激しく愛し合って、身体を休めた翌朝。2人は西に戻る為の準備をしていた。
目覚めてから、ルースはもう伴侶の儀の事は口にしなかった。
でも太陽には分かっていた。ルースは決して納得した訳では無いと。
太陽の気持ちを汲んで、無理やり自分の心を押し殺しているだけだと。
どんなに身体を重ねても、ルースの心を軽くする事は出来なかった。
彼は今もただ太陽を案じている。これから向かう北で危険があった時。金の能力が完全に目覚めていない状態の太陽はただの人間でしかない。
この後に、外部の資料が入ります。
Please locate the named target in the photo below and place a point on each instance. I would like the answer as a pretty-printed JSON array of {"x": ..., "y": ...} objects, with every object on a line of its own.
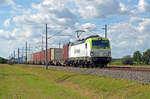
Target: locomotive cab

ルースや空、悪男でも太刀打ち出来ない魔王に対峙した時。太陽が無事でいられる保証がないからー。
それでも、太陽も退けなかった。
だからせめて。絶対に自分は死なないという覚悟を彼に示そうと思った。
「ルースさん。向かう前にお願いがあります」
◇◇◇
自分は絶対に死なない。
必ずルースと共に生きて一緒になる。
太陽なりの覚悟を準備して。
太陽はその覚悟をルースに手渡した。
「これは?」
「俺の世界で伴侶になった2人はお揃いの指輪をつけるんです」
太陽が準備したのは2人お揃いの指輪だった。ルースに頼んで準備してもらった緑の鉱石の指輪に、太陽が文字を入れた。太陽の世界の言葉で。
「…何て書いてるの?」
「ルースさんと俺の名前です」
LOOSE&TAIYO。ルースのスペルが当たってるか不安だが、要は気持ちだ。うん。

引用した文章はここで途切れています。